Sabato 20 Aprile 2024

Vent'anni fa il patto Putin-Bush. "Ecco perché è precipitato tutto"

Il 28 maggio 2002 lo storico vertice di Pratica di Mare che sancì la fine della Guerra fredda. Cella: "Fu il punto più alto dei rapporti Nato-Mosca. Poi lo zar ha pensato di ricostruire l’impero"

La storica stretta di mano tra Vladimir Putin e George W. Bush con Silvio Berlusconi

La storica stretta di mano tra Vladimir Putin e George W. Bush con Silvio Berlusconi

"Dobbiamo attenderci un periodo difficilissimo per le relazioni tra l’Occidente e la Russia. Siamo realisti. La guerra sarà ancora molto lunga, non c’è ancora uno spiraglio per il cessate il fuoco e anche quando si arriverà ad una tregua si innescherà un lungo e complesso processo negoziale. L’esito, dal punto di vista della sicurezza in Europa, dipenderà da come si arriverà alla tregua e da chi guiderà i due Paesi in quel momento. È probabile che rimangano le stesse e questo significa che il processo negoziale sarà un esercizio arduo". Si mantiene convintamente su posizioni realiste Giorgio Cella, docente in Università Cattolica di Milano e analista di politica internazionale, autore di “Storia e geopolitica della crisi ucraina. Dalla Rus’ di Kiev a oggi“.
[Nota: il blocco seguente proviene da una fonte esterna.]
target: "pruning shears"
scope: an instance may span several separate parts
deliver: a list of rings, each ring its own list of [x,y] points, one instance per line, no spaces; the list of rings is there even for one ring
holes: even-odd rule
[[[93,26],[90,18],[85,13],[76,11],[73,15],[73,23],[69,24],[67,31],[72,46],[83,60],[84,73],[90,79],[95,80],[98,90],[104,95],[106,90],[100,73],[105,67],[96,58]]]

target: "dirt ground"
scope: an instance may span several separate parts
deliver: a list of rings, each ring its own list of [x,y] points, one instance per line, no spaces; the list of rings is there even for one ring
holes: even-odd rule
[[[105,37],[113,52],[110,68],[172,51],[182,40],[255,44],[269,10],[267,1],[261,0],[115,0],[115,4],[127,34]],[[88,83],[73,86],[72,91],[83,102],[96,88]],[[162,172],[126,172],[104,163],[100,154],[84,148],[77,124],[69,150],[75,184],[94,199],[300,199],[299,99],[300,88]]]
A vent’anni da Pratica di Mare sembra un altro mondo nei rapporti tra Russia e occidente. Come è potuto succedere che le speranze di allora sia stato così platealmente disattese?

"I rapporti tra Occidente e Russia hanno vissuto molte fasi dalla guerra fredda ad oggi. Sicuramente uno dei picchi più alti della collaborazione è stato rappresentato dal vertice dei Pratica di Mare e dalla conseguente costituzione del Consiglio Nato Russia, che è andato oltre la precedente Partnership for Peace. Anche se poi, certo, non ha avuto effetti duraturi. I fattori che hanno condizionato il deterioramento di questo rapporto sono stati vari. La politica estera russa, nei decenni successivi alla fine dell’URSS si è voluta dare un cammino per cercare di tornare ad una aura più o meno imperiale o di superpotenza, e questo si è scontrato con la proiezione estera della politica statunitense, a partire dal Kosovo, e poi con l’appoggio occidentale alle varie primavere in paesi dell’ex Unione Sovietica, come la Georgia e l’Ucraina, manifestazioni che andavano verso un consolidamento del cammino democratico e una apertura all’occidente, appoggio che non è stato visto affatto bene dal Cremlino. Le stesse proteste popolari che ci sono state in Russia nel 2011 hanno fatto suonare un campanello d’allarme nel Cremlino: sono state vissute come una sfida. E progressivamente il rapporto si è deteriorato".

Quindi il deterioramento è frutto del combinato disposto dell’atteggiamento espansivo dell’occidente nell’ex area di influenza sovietica e della volontà russa di recuperare un ruolo da superpotenza?

"Esattamente così. Combinare queste due traiettorie non conciliabili era una sfida allora e lo è ancora di più oggi. I due sistemi sono strutturalmente molto diversi. La Russia, per varie ragioni, non ha mai avuto un processo democratico al suo interno".

Come può essere vista con occhio di oggi la crisi ucraina del 2014?

"Come la prima fase della crisi ucraina della quale vediamo oggi la seconda parte. Sono due fasi dello stesso confronto. Accesosi allora ed esploso oggi. E’ in ultima analisi una crisi per l’estensione delle aree di influenza - e a un tempo anche di contrapposizione tra modelli più o meno democratici - che ha portato da parte russa a gravi violazioni della legalità internazionale, a partire dall’inviolabilità dei confini decisi dopo la seconda guerra mondiale".

Nel rapporto tra Russia e occidente le cose sarebbero potute andare diversamente?

"Visti gli interessi divergenti sarebbe stato molto difficile conciliare le opposte agende. Diciamo però che l’Unione Europea ha mancato di leadership e di unità nel cercare di mettere in sicurezza la regione del Donbass e disinnescare un possibile pretesto per un intervento russo in Ucraina. L’assenza dell’Ue nell’implementare gli accordi di Minsk o eventualmente nel proporne uno nuovo ha pesato, e otto anni è un lasso di tempo significativo. C’è stata una mancanza di peso (geo)politico e doplomatico da parte dell’Europa, sia Bruxelles che da parte dei suoi paesi più rappresentativi".